Not to mention everyone looks thinner in black. Balloons must be very relieved.
Also, with age, your writing voice matures, your take on human nature, the grasp of how the present has been influenced from the past, etc, etc. Last night I came to The End of PROMISE NOT TO TELL (Whoa, what a treat), closed the book and reflected on the complexity and depth that the three Deb books have been so far. Neither Mia, Kristy or you, Jennifer, could have written those novels at an earlier age; believe me, I’m reading a much more supeficial tone and perspective from younger debut authors.
Of course it’s not their fault they lack life experiences, but I’m certainly thrilled that you’re out there to entertain me and relate to now…in my early forties.

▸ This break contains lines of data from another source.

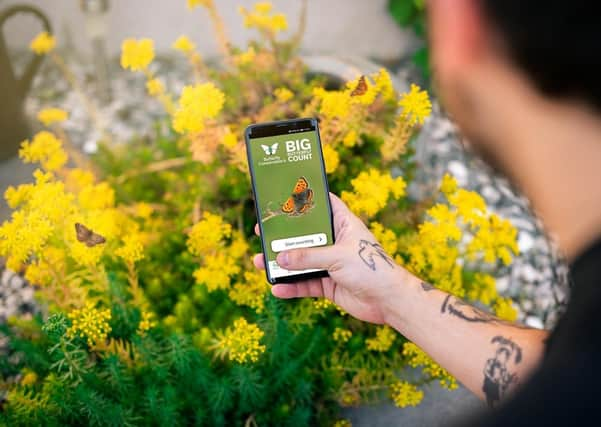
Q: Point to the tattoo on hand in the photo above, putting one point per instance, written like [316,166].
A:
[368,252]
[499,370]
[427,287]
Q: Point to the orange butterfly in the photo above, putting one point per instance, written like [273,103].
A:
[87,236]
[301,198]
[361,87]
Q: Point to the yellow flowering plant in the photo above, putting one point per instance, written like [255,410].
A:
[142,256]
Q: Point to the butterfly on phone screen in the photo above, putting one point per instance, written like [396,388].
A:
[361,87]
[270,149]
[87,236]
[301,199]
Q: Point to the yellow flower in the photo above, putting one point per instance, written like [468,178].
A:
[448,185]
[46,149]
[495,238]
[470,205]
[184,44]
[417,357]
[383,340]
[146,323]
[240,343]
[154,87]
[89,323]
[137,54]
[504,309]
[196,104]
[405,394]
[350,139]
[330,158]
[383,84]
[263,19]
[416,105]
[263,7]
[250,292]
[98,196]
[341,335]
[132,249]
[230,140]
[283,95]
[52,115]
[208,234]
[195,3]
[17,196]
[43,43]
[143,210]
[371,192]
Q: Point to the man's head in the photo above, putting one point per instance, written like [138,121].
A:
[488,54]
[523,81]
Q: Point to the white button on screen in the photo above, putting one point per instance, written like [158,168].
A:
[307,241]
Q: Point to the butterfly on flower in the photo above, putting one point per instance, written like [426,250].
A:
[301,199]
[361,87]
[87,236]
[270,150]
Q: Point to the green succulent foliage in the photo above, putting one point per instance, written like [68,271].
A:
[412,14]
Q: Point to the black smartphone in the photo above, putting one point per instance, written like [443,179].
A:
[291,193]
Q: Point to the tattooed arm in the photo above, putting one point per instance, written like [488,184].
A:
[489,356]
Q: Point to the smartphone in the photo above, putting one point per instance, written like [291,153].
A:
[291,193]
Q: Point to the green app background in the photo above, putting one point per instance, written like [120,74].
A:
[274,183]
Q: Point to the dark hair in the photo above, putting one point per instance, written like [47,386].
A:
[557,43]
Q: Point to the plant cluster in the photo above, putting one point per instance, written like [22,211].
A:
[141,256]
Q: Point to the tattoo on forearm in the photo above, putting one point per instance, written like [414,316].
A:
[458,308]
[369,252]
[499,370]
[427,287]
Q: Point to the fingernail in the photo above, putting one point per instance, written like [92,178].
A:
[282,259]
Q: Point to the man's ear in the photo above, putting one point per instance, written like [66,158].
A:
[458,35]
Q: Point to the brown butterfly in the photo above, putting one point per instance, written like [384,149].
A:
[361,87]
[87,236]
[301,198]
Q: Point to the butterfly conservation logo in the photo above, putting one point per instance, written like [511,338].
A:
[298,150]
[271,156]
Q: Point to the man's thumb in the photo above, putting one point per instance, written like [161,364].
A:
[307,258]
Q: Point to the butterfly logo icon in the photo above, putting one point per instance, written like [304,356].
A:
[300,200]
[270,150]
[87,236]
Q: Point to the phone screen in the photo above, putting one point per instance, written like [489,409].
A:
[291,192]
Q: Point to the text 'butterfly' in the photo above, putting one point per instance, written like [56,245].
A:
[270,150]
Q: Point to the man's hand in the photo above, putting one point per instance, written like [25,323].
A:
[362,276]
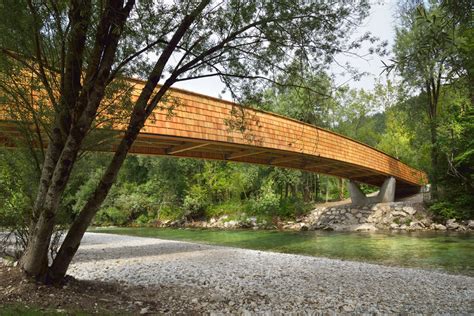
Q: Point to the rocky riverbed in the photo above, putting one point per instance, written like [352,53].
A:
[215,279]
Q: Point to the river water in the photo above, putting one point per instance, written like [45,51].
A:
[442,251]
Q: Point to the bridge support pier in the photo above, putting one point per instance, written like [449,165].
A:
[386,193]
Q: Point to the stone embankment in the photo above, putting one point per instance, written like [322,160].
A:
[404,216]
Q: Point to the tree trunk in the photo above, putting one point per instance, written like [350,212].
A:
[140,113]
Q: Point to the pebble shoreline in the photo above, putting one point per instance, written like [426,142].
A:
[230,280]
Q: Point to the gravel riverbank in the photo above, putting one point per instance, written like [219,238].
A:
[230,280]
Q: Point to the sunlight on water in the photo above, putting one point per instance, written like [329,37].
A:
[449,252]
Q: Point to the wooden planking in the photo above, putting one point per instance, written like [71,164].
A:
[184,147]
[198,129]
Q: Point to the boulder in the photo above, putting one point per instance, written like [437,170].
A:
[365,228]
[451,224]
[416,225]
[470,224]
[409,210]
[438,226]
[399,213]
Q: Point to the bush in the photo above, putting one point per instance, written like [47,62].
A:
[170,212]
[460,207]
[196,202]
[227,208]
[112,216]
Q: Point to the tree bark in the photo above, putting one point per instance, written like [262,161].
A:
[35,259]
[140,113]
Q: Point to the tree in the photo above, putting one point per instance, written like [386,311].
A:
[77,50]
[427,55]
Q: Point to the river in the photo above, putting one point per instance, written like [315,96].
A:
[442,251]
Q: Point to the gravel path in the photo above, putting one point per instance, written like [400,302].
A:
[222,280]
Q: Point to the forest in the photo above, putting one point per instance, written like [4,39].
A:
[424,117]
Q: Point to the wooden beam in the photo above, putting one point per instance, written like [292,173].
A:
[319,165]
[279,160]
[244,153]
[185,147]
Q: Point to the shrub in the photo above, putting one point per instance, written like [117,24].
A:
[196,202]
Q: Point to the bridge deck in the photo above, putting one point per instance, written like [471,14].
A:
[200,128]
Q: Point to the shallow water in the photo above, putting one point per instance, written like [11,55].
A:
[443,251]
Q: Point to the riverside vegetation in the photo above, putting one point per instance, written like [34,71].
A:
[425,120]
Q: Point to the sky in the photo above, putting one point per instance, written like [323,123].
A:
[380,23]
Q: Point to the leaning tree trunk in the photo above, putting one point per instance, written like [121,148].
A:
[141,112]
[35,259]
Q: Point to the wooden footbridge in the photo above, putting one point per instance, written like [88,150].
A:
[209,128]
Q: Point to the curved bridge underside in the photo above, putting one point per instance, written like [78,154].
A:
[208,128]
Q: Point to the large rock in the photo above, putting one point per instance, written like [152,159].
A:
[394,226]
[451,224]
[438,226]
[416,226]
[409,210]
[399,214]
[470,224]
[365,228]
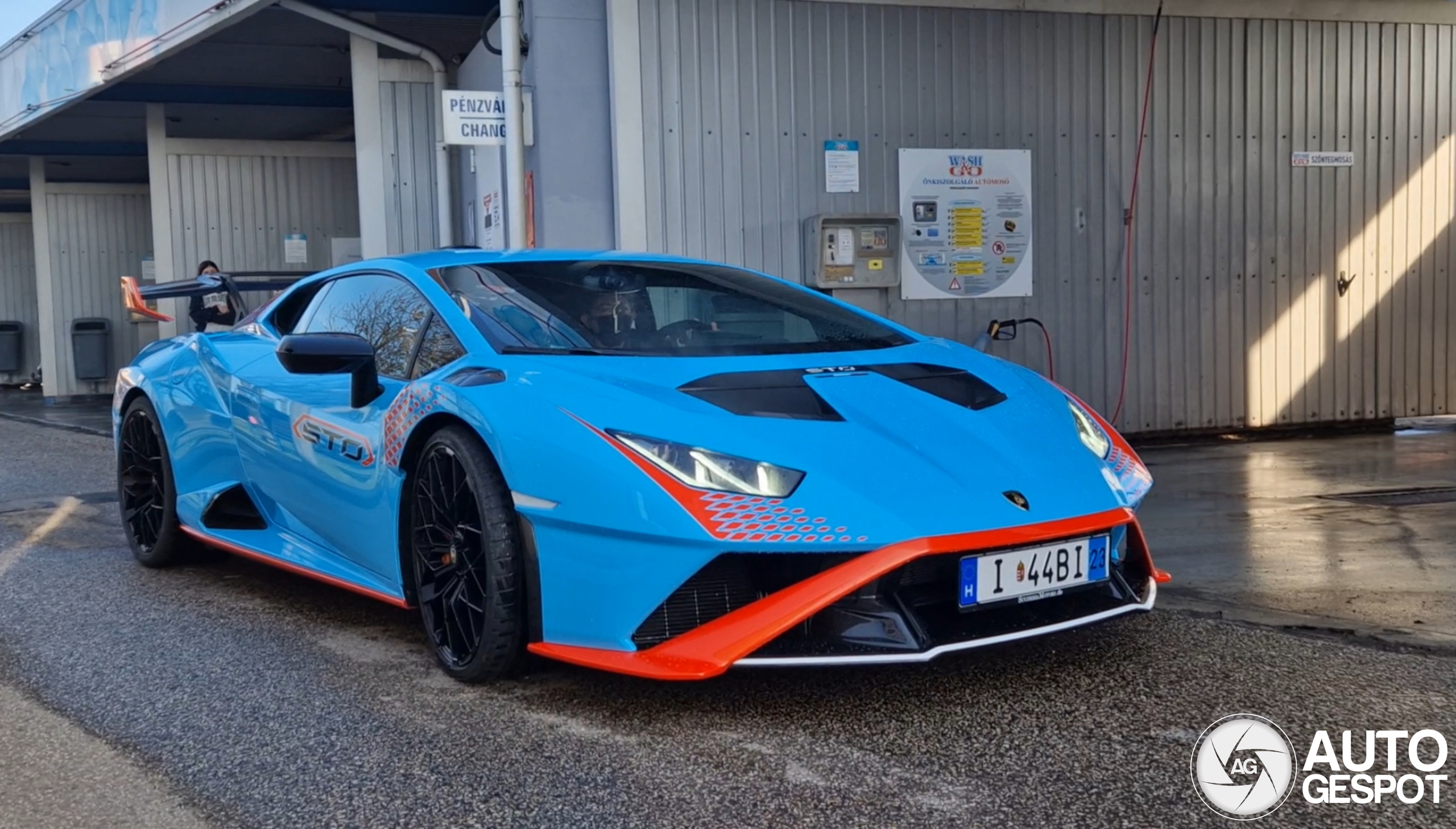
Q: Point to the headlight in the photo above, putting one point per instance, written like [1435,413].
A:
[708,469]
[1090,432]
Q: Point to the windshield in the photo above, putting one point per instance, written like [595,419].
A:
[653,310]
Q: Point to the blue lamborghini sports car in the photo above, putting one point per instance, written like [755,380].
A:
[641,464]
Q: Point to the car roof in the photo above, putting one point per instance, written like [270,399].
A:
[445,258]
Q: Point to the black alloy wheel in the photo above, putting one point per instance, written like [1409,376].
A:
[465,551]
[146,490]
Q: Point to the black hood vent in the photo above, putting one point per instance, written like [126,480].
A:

Ok Ok I just have to jump in.
How about FIFTY-THREE!!!!
Black balloons – I hadn’t heard this one before. I’m in my early 40s and wouldn’t trade it for my 30s for the world. In your 40s you feel as if you’ve arrived. And gals in their 50s say that feeling is even more pronounced then.
I love this post. The perfect antidote to all those articles out there about the uber-young publishing wonders that make you wonder how you managed to waste so much time before writing/selling your book!